Élyse Benoît, cofondatrice du Boulot vers…

Co Fondatrice Boulot vers

« Je suis ce que je cherche, rarement ce que je trouve »

Faire une entrevue avec Élyse Benoît dans le contexte de notre série de 35 portraits pour le 35e anniversaire du Boulot vers, c’est plutôt injuste ! Cette intervenante aguerrie mériterait une couverture beaucoup plus soutenue, elle qui, avec Patrice Rodriguez et Guy Pépin, a été des premières heures de l’entreprise d’insertion, à l’époque où le concept s’inventait !

Dans un ouvrage sur le sujet[1], on lit d’ailleurs qu’«Élyse se refusait à travailler dans le domaine institutionnel des centres d’accueil pour jeunes.
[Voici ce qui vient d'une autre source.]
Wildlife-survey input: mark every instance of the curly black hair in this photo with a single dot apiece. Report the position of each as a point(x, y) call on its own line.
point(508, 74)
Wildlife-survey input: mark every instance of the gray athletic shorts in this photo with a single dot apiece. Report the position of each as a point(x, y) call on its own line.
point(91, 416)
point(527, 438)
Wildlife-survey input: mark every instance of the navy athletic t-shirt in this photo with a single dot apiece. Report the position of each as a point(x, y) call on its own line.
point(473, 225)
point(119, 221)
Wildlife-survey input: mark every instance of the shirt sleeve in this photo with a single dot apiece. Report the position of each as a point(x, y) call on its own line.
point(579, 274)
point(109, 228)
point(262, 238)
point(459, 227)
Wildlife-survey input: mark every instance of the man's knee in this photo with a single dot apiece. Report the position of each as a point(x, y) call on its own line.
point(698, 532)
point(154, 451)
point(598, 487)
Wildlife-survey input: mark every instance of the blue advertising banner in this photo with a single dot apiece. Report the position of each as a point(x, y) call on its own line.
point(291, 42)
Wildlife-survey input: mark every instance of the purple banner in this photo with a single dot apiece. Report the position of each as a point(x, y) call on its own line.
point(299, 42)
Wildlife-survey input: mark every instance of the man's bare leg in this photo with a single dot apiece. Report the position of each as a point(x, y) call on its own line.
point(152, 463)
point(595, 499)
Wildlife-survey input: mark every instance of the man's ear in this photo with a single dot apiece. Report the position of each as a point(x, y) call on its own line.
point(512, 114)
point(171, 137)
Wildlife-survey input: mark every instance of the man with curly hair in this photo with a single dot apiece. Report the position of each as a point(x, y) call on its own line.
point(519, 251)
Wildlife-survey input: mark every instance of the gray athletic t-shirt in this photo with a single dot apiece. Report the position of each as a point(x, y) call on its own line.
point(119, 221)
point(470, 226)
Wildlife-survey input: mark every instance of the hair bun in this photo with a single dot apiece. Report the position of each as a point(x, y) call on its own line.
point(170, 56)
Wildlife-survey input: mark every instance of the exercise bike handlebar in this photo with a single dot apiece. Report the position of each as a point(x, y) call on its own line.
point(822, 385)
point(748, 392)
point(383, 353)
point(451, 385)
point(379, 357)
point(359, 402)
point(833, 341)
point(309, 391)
Elle voulait aider les jeunes en difficulté dans leur milieu et croyait fermement à l’activité, au travail, comme moyen de les rejoindre. »

Aujourd’hui, plus de trois décennies passées, c’est toujours le cas : Élyse travaille à l’Hôpital psychiatrique Albert Prévost, à titre de chef d’équipe du suivi intensif dans le milieu et, malgré que le travail et la clientèle aient changé, l’intervenante psychosociale demeure préoccupée par un souci égalitaire face à la marginalisation : « Le « vivre avec », accompagner les jeunes, c’est dans ma personnalité rebelle. Au Boulot vers, cela me rendait plus à l’aise, moi qui ne l’étais pas du tout à l’idée de « transformer les jeunes », de me doter de ce pouvoir-là ».

« Ça a toujours été, tout le long de ma démarche professionnelle… Aujourd’hui, je travaille en santé mentale, et c’est la même histoire : ne pas avoir trop d’ascendant sur une personne, même si on dit qu’elle est marginale, ou en difficultés… L’aider à avoir prise, par le travail, sur la réalité, la responsabiliser… Œuvrer ensemble avec les forces, dont la dimension de travailleur : le métier d’ébéniste, c’est concret, tu as quelque chose de réel entre les mains… » Rendre aux jeunes leur pouvoir, c’est de l’empowerment ? « Dans le travail, ça porte bien son sens : on est dans un jeu de pouvoir. »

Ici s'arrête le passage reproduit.